Futbolu seven sevmeyen herkesin tanıması gerek bu sempatik adamı. 70 metre depar atarak kazandığı topu kaybetmesi 3 saniyeyi bulmuyor; ama ona rağmen oyuna en ufak bir küsmesi yok adamın. Bir 70 metrelik depar yapıyor ki bu sefer topu bile kazanamıyor ama yine küsmüyor adam, yine koşuyor.
işte bu adamdan alacağımız çok dersler var inanın. Bu adamın içindeki yaşama sevincinden, hayata balılığından almamız gereken çok dersler var. En ufak bir başarısızlıkla hayata, dahası kendimize küseriz pek çoğumuz; ama ben Barış' ı görünce artık bunu yapmayacağıma dair kendi kendime söz verdim.
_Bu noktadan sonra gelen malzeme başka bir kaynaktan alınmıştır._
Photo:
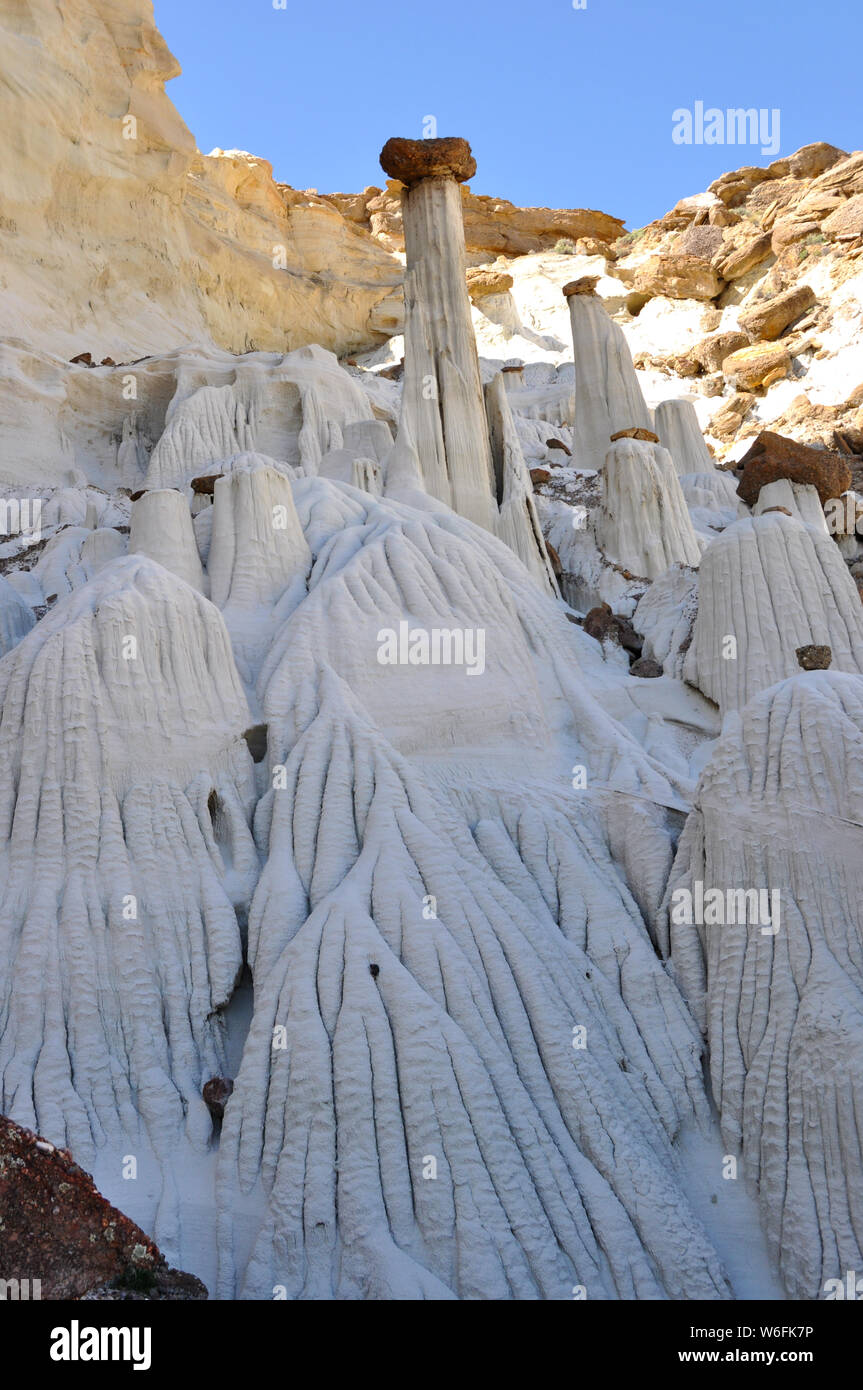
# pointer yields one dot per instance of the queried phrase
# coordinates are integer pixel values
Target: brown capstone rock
(813, 658)
(56, 1228)
(587, 285)
(635, 432)
(773, 456)
(410, 161)
(749, 367)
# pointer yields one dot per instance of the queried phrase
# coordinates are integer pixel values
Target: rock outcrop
(60, 1239)
(766, 587)
(773, 456)
(442, 407)
(607, 396)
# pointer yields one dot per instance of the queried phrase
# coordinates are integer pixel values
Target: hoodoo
(442, 407)
(607, 396)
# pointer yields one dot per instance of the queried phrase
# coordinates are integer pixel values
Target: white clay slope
(389, 1044)
(766, 587)
(125, 790)
(780, 808)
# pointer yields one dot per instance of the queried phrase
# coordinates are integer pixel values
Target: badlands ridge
(360, 977)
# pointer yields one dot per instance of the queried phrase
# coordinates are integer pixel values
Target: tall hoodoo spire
(607, 396)
(442, 409)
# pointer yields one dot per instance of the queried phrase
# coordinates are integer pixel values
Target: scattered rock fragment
(773, 456)
(815, 658)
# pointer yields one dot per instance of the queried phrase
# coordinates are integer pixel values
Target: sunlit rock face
(393, 915)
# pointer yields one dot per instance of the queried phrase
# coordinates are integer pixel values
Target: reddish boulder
(57, 1229)
(414, 160)
(773, 456)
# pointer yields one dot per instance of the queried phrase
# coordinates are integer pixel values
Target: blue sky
(563, 107)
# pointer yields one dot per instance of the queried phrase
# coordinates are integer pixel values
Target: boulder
(813, 658)
(56, 1226)
(730, 417)
(645, 667)
(713, 350)
(603, 624)
(634, 432)
(771, 317)
(790, 230)
(217, 1093)
(758, 366)
(744, 257)
(847, 221)
(813, 159)
(678, 275)
(703, 241)
(773, 456)
(414, 160)
(482, 282)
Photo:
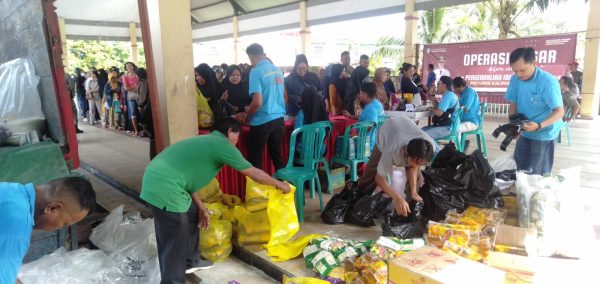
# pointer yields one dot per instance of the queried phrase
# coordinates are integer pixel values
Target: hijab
(313, 107)
(210, 88)
(238, 93)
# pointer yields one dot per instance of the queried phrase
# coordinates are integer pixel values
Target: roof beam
(209, 5)
(237, 8)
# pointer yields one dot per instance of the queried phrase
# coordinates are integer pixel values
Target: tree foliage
(86, 54)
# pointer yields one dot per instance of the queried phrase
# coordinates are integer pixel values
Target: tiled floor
(125, 158)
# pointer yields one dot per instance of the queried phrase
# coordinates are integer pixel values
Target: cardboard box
(523, 269)
(430, 265)
(511, 239)
(519, 269)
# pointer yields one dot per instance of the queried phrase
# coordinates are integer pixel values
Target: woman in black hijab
(296, 82)
(237, 93)
(207, 83)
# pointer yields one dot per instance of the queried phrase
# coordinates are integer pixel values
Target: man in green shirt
(170, 186)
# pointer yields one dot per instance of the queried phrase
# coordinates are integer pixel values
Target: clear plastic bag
(19, 97)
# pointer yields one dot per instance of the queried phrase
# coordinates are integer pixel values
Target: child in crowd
(119, 117)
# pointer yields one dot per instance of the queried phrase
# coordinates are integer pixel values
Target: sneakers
(202, 264)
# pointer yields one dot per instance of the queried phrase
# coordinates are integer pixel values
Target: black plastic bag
(368, 208)
(412, 226)
(336, 209)
(448, 158)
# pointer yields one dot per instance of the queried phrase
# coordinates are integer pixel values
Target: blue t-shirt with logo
(371, 112)
(16, 222)
(470, 100)
(536, 98)
(267, 79)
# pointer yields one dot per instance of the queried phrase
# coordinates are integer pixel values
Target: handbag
(205, 114)
(444, 119)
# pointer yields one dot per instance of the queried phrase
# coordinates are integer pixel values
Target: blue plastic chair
(481, 145)
(344, 155)
(455, 129)
(312, 139)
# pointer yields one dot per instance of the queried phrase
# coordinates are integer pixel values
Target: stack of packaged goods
(346, 261)
(387, 248)
(470, 234)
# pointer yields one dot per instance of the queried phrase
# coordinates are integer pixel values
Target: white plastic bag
(19, 97)
(112, 236)
(553, 206)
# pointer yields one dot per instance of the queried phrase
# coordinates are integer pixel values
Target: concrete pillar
(133, 40)
(236, 39)
(63, 40)
(304, 29)
(167, 35)
(411, 17)
(591, 71)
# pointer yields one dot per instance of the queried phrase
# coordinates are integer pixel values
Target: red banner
(485, 65)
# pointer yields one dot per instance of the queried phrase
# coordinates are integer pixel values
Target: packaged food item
(215, 241)
(231, 200)
(391, 247)
(211, 193)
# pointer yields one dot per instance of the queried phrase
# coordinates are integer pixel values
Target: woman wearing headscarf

Adamın futbol yetenekleri yok denecek kadar az olmasına rağmen içindeki futbol arzusu, futbolcu olabilme umudu onu Galatasaray' ın orta sahasında oynayabilecek konuma getirmiş. Yani bence getirmemiş de Rijkaard' a göre getirmiş. Futbol, dahası hayat küsmüş bu adama; ama o bunlara küsmemiş.
Bravo Barış. Futbol topu ile olan kavganı kazanacağına inancım sonsuz Barış.